If you are using Splunk as your log management tool, creating Splunk alerts is a great way to monitor your apps and services for errors. The alerts can trigger different kind of actions. For instance sending a POST to a webhook or be sent as an e-mail. An easy way to monitor the alerts is to create a Microsoft Teams channel for your alerts. Each Teams channel has an e-mail address that can receive data that will be displayed in the channel.
1. Setup Microsoft Teams
Create a new channel in the Team you want to receive your alerts. From the channel properties, select Get Email Address, and copy the address. In advanced settings for the e-mail, select that anyone can send to the address.
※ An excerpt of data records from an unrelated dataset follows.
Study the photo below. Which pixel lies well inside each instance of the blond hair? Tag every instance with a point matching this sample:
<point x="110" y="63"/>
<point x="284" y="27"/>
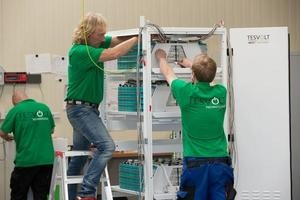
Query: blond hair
<point x="87" y="26"/>
<point x="204" y="68"/>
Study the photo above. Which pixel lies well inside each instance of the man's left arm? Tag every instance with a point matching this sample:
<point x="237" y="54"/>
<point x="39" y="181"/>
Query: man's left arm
<point x="6" y="136"/>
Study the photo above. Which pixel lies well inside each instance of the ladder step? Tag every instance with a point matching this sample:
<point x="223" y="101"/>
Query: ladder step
<point x="71" y="179"/>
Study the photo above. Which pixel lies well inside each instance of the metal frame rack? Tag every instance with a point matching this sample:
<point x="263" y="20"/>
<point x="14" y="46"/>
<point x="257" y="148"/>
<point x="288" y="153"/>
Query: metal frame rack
<point x="148" y="120"/>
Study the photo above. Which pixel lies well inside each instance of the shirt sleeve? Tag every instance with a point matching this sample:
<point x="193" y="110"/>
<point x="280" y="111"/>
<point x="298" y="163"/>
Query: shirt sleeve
<point x="8" y="123"/>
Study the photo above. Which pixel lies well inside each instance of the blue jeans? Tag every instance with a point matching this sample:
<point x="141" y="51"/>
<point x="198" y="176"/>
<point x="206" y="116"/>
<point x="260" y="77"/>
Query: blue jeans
<point x="88" y="129"/>
<point x="205" y="182"/>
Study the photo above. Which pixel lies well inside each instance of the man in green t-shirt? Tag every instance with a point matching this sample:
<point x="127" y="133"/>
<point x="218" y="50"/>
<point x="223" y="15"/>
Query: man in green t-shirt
<point x="90" y="49"/>
<point x="31" y="124"/>
<point x="207" y="171"/>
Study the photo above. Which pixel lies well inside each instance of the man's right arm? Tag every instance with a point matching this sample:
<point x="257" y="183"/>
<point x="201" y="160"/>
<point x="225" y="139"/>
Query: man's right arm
<point x="6" y="136"/>
<point x="118" y="50"/>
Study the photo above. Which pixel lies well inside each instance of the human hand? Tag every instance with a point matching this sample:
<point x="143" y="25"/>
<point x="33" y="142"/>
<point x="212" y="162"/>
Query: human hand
<point x="160" y="54"/>
<point x="186" y="63"/>
<point x="9" y="137"/>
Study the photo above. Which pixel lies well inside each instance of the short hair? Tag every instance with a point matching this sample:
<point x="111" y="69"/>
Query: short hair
<point x="204" y="68"/>
<point x="87" y="26"/>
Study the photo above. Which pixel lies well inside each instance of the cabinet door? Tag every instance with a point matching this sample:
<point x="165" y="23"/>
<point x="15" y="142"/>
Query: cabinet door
<point x="261" y="90"/>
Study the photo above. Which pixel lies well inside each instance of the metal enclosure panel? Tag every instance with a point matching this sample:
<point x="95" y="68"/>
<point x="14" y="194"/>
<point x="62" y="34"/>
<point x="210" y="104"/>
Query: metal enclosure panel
<point x="295" y="125"/>
<point x="262" y="115"/>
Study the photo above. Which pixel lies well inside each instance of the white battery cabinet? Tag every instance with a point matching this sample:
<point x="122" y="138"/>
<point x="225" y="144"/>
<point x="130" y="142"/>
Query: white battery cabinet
<point x="258" y="83"/>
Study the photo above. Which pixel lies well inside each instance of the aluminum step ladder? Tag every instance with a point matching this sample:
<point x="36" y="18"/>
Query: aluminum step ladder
<point x="59" y="176"/>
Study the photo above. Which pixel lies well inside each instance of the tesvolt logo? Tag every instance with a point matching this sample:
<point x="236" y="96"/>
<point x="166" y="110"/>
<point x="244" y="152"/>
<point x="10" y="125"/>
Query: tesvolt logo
<point x="257" y="39"/>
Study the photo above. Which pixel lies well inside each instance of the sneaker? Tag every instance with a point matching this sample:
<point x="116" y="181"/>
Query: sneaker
<point x="86" y="198"/>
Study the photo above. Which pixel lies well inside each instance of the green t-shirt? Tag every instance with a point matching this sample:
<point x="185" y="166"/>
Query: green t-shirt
<point x="31" y="123"/>
<point x="85" y="79"/>
<point x="202" y="110"/>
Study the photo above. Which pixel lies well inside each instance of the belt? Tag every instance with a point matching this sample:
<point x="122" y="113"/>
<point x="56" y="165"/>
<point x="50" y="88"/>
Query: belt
<point x="201" y="161"/>
<point x="78" y="102"/>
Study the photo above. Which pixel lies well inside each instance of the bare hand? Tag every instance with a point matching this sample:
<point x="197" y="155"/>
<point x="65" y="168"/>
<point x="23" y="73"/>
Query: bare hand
<point x="186" y="63"/>
<point x="9" y="137"/>
<point x="160" y="54"/>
The email feature needs to be turned on by your IT admin if it’s not available. More information on sending emails to Teams here
2. Create a Splunk Alert
Run a new search in Splunk with the desired log level and index. Example:
index=“prod” source=“MyIntegration” LogLevel=Error
Click Save As, and select Alert.
For trigger action, select “Send Email”.
Use the e-mail for your Teams channel as e-mail in the To field.
Enter a title and an optional description.
Select Scheduled as alert type and select run every hour
Use Shared in app as permission
For trigger conditions use Number of results is greater than 0.
Select Once for trigger.
Priority: Normal
Subject: Splunk Alert: $name$
Message: The alert condition for ‘$name$’ was triggered.
For the includes, select the following: Link to alert, Link to Results, Inline (Table), Allow empty attachment. Type: HTML & Plain text.
Finally, save the new alert.
From now on when an error is logged for your service, an alert should be created in Splunk and displayed in the Teams channel (for the scheduled alert time).